My grandfather, Curt Julius Paechter, was one of the many German Jews to fight in World War One. He served for the whole of the war; from 4 August 1914 to 28 December 1918 (the records from his later employment at the Disconto-Gesellschaft show this). He had already had two periods in the army: a whole year from 1910 to 1911, and a further six weeks in 1913, presumably as part of the military service required of fit male German citizens.
Curt was one of the many German soldiers awarded the Iron Cross First Class, and achieved the rank of Leutnant. When he joined the Disconto-Gessellschaft he described himself as Leutnant der Reserve, presumably because he was no longer on active service.
A story about him told by my father, George Paechter, is all we know of his active service, but it shows that he was brave under fire: "Curt was in the cavalry, and, at one time, had to cross an avenue in woodland down which the enemy were firing intermittent cannons. He didn't time his crossing very well: his horse was decapitated, but managed to carry him over to the other side before collapsing."
Curt was very much an assimilated German Jew. The only description we have of him is from the memoirs of my great-aunt, Anneliese Landau, who left Germany in 1939 and was the only member of that generation of my family to survive.
She describes her first impressions of him as: “a slender, middle-sized young man with steel-blue eyes, a slightly balding head and a blond moustache. The erect figure seemed to be a model of a Prussian E.K.1 officer of the First World War: correctness all over, a face that seemed set for making decisions which no one could change, hardly even he himself who had originally made them.”
In civilian life, Curt was a lawyer, and in 1920 he took up a position as head of the law department of the Disconto-Gessellschaft, which later became part of the Deutsche Bank, specialising in their property holdings.
Following the rise of the Nazis in the 1930s, he was dismissed from this job, because Jews were no longer permitted to work as lawyers in such organisations.
Following Kristallnacht, he was arrested on 9 November 1938 and imprisoned for three months.
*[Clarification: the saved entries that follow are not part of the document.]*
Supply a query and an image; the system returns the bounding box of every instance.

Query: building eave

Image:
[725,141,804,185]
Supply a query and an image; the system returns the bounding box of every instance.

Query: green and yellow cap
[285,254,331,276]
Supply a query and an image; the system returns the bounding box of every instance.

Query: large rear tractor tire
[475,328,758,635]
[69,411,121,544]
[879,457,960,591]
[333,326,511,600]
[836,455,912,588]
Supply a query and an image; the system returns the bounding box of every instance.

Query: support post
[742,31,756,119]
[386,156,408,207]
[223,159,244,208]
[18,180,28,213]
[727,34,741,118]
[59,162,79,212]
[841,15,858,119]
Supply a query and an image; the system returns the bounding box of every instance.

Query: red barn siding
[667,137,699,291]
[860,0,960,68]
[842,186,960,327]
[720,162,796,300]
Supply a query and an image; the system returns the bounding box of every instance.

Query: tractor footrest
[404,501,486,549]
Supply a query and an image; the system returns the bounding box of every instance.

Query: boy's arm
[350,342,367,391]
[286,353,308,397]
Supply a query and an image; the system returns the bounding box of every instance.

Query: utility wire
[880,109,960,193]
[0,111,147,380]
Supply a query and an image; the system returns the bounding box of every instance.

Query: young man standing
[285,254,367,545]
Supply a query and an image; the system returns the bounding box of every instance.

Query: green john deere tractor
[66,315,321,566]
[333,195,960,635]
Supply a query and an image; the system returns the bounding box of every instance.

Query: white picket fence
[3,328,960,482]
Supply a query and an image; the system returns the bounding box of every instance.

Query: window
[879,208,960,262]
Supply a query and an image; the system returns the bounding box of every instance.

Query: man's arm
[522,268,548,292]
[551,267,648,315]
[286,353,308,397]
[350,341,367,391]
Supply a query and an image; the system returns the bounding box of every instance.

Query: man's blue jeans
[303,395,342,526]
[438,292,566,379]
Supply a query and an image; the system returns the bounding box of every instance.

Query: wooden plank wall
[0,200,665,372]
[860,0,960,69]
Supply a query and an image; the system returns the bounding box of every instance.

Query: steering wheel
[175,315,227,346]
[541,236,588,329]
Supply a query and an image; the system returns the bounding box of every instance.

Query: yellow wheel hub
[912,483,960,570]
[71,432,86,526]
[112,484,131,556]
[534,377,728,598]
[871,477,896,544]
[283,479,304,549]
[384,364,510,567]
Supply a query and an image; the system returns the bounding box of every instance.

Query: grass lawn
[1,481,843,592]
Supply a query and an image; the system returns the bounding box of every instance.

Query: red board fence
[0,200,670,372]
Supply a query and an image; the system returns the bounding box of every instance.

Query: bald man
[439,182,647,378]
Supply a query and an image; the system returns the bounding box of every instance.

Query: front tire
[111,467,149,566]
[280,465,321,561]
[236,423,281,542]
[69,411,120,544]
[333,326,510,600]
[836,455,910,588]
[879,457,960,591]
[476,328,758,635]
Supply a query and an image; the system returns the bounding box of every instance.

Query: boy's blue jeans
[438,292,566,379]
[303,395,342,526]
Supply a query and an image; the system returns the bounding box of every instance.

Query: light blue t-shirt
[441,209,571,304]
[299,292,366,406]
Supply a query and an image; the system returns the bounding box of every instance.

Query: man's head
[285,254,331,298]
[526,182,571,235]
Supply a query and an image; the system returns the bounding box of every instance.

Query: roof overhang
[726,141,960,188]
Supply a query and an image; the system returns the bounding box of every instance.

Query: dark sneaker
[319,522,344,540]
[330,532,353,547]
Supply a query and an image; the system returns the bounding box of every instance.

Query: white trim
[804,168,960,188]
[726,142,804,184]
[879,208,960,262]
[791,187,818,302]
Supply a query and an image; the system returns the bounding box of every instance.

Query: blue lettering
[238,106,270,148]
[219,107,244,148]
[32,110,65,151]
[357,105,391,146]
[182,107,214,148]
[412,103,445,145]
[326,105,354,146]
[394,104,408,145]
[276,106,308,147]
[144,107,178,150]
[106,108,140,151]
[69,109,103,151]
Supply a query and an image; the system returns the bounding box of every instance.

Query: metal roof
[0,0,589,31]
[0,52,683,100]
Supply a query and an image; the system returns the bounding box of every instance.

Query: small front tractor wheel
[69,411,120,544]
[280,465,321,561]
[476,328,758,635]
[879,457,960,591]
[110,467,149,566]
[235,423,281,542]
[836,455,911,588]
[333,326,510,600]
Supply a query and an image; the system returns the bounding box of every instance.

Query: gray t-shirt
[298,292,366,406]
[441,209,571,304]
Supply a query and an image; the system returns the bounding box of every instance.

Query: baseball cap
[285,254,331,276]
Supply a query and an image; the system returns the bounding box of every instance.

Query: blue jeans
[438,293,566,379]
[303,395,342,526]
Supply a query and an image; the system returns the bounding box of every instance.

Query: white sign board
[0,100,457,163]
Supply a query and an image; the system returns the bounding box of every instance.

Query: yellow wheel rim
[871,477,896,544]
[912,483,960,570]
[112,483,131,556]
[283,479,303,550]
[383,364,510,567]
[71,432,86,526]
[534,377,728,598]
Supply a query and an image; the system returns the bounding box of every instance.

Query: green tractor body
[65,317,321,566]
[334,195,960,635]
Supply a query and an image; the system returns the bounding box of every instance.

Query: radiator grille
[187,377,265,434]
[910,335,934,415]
After this, he sent his three children, including my father, to England as refugees. He and my grandmother Grete remained in Berlin to take care of their own parents.
Grete died from appendicitis in 1941 and Curt remained in Berlin with his mother and in-laws until 1942. In that year, he was deported to Theresienstadt. From there, probably sometime in 1944, he was sent to Auschwitz, where he died, probably in the gas chambers. There is a Stolperstein (stumbling block) in his memory outside the apartment block in which the family lived at 61 Nassauischestrasse in Berlin.